The Holsts have had to borrow the initial $5,000--since neither Bill’s insurance plan through his job at Bolsa Grande High School in Garden Grove nor the insurance coverage Lisa has through her job as a secretary for a Mission Viejo land developer will pay for IVF-ET.

“Most people can’t comprehend why we’re willing to spend $5,000 to have a baby,” Lisa said. “But for them it’s easy to have a baby, so they don’t understand the emptiness you feel in your life when you don’t have a child.”

Added Bill, who’s a physical education teacher and football and baseball coach, “Taking out the $5,000 loan left us broke.” But referring to studies that show that it costs more than $80,000 to raise a child through age 18, Bill asked, “What’s $5,000? We spent twice that much on cars last year.”

Advertisement

Mark Dooley, recalling the trauma he and Melinda went through last December following her tubal pregnancy surgery, said: “We thought back then we wouldn’t be able to have a baby at any price.
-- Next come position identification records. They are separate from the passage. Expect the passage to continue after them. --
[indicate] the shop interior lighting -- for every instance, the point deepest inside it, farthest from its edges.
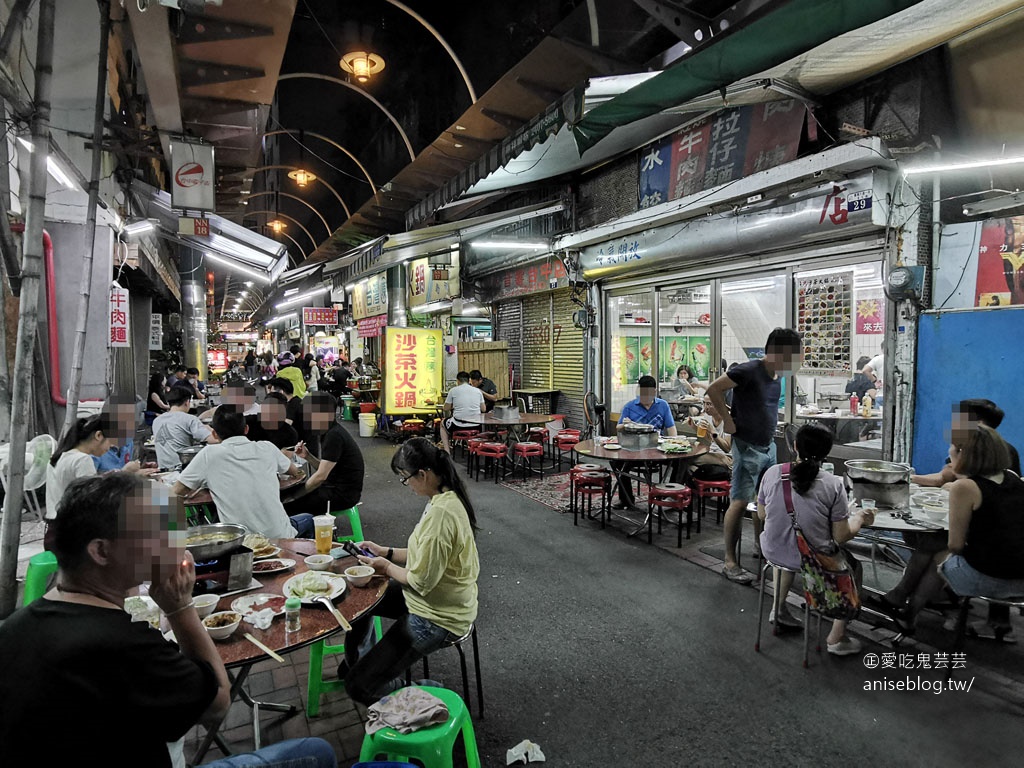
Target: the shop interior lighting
(281, 318)
(509, 245)
(966, 166)
(238, 267)
(52, 166)
(302, 297)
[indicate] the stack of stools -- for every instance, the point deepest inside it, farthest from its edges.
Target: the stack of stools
(587, 483)
(670, 496)
(523, 455)
(565, 439)
(717, 489)
(491, 456)
(459, 437)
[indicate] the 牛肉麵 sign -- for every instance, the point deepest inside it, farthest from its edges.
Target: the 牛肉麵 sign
(414, 370)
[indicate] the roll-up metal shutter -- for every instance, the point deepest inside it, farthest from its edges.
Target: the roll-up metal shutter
(537, 341)
(510, 330)
(567, 360)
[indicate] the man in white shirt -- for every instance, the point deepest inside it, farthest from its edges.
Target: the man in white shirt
(464, 403)
(242, 476)
(177, 429)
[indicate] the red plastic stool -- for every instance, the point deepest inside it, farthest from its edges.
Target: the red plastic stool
(563, 443)
(718, 489)
(587, 485)
(523, 455)
(671, 496)
(492, 454)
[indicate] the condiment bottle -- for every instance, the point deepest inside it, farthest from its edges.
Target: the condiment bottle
(293, 622)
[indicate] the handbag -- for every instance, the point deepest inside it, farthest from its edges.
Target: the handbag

People who can conceive naturally are bound to say, ‘Gosh, $5,000 is a lot of money.’ But for Melinda and me, $5,000 seems like nothing.”

In the wake of the birth last May of the Frustaci septuplets--conceived after their mother was administered the fertility drug Pergonal, delivered 12 weeks premature and ending in the death of four of them--couples contemplating having babies using fertility techniques are increasingly concerned about multiple births.

Number of Transfers Limited

Serafini, who shares these fears, said, “Early on in IVF, around 1981, it was felt that multiple embryo transfers would result in better fertility rates.

Studies of the Melbourne IVF program, which has the world’s best pregnancy rates, have found that while the pregnancy rate jumps from 7% just using one embryo transfer to 20% using two embryo transfers, any marginal increase in the pregnancy rate using many more than two or three embryo transplants is far outweighed by the danger of multiple pregnancies.

“We’re not going to transfer more than two or three embryos for most couples--and a maximum of four to six embryos in extraordinary circumstances if the couple insists on it--because nobody wants a woman giving birth to seven children at once. Twins are fine, but we want to avoid having one of our patients giving birth to more than two children at once.”

Lisa Holst, who said the possibility of multiple births was the only major misgiving she has about the IVF-ET program, acknowledged: “I can’t imagine having three kids at one swoop. But it’s something that I really have no control over, and if it came down to a choice between three babies or none, I’d take the three babies any day.”